Les jeune filles s’étaient connues au Hyoho Niten Ichi Ryu, une école de kenjutsu qui dispense l’enseignement d’un samouraï célèbre du XVIIe siècle : Miyamoto Musashi. Le dojo se trouvait sur l’île de Kyûshû. Naoko et Ayumi s’entraînaient avec quelques adeptes à Tokyo et effectuaient régulièrement des allers-retours chez leur maître. Parfois, elles suivaient des master classes sur une petite île au large de Nagasaki : Utajima.

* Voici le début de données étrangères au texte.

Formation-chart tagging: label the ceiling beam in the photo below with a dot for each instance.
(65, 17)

Sous l’influence d’Ayumi, Naoko avait cessé de détester ce Niten où son père l’avait inscrite, pour découvrir les avantages qu’elle pouvait en tirer. La discipline de Musashi est particulière. Aucun vêtement spécifique n’est obligatoire. Chacun est libre de venir quand il veut. C’est un enseignement à mille lieues de la rigueur et de l’apparat propres aux arts martiaux. Leur maître ne possédait même pas un véritable sabre. Un vieux bokken de bois suffisait amplement, selon lui, pour pratiquer la « voie du souffle ».

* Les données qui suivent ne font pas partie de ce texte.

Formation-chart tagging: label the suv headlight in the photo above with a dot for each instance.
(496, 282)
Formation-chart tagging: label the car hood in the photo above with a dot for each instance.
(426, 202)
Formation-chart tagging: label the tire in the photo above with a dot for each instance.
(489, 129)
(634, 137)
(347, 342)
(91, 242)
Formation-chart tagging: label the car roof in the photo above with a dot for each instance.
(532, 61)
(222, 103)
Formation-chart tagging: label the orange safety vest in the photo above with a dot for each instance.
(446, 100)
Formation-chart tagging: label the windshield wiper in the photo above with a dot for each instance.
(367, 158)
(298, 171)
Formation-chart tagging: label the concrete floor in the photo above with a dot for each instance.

Naoko adorait ce vieil homme, héritier du plus grand samouraï de tous les temps, qui, une fois dans la rue, ressemblait à un quidam moyen, avec son survêtement avachi et sa casquette de baseball. Elle se souvenait qu’à la fin de sa vie, alors que sa concentration et son geste n’avaient jamais été aussi purs, ses lèvres prononçaient, avant l’assaut, des mots silencieux. Elle s’était longuement interrogée sur ces paroles avant de se rendre compte que le vieillard jouait simplement avec son dentier. Ce détail lui avait prouvé l’essentiel : la voie de Musashi enseigne la sincérité, elle développe l’épanouissement de soi, l’aboutissement de ce que l’on est vraiment.

Cela, Ayumi l’avait saisi avant Naoko. Elle lui avait expliqué que le sabre ne leur servirait pas à devenir fortes mais libres.

Ayumi n’était pas belle. Elle avait des yeux effilés à la mongole, et un visage rond de Chinoise. Elle ressemblait à Otafuku, une divinité du Japon, créature joufflue, synonyme de fertilité — l’ironie, déjà… Pour ne rien arranger, elle portait une frange qui lui donnait un air de caniche boudeur. Elle manquait de féminité, avait des manières brusques et se tenait toujours voûtée, tête en avant, l’air obstiné.

Pourtant, c’était elle qui plaisait. Les garçons de leur génération étaient des échalas aux cheveux orange, peu intéressés par les filles, encore moins par le sexe, qui vivaient par procuration à travers les jeux vidéo, la mode, les drogues. Satisfaits d’eux-mêmes, complètement passifs, ils se croyaient originaux. Ayumi leur rentrait dans le chou et les « sojas » se laissaient faire. Elle respirait une sensualité, une audace qui les attiraient et les effrayaient à la fois.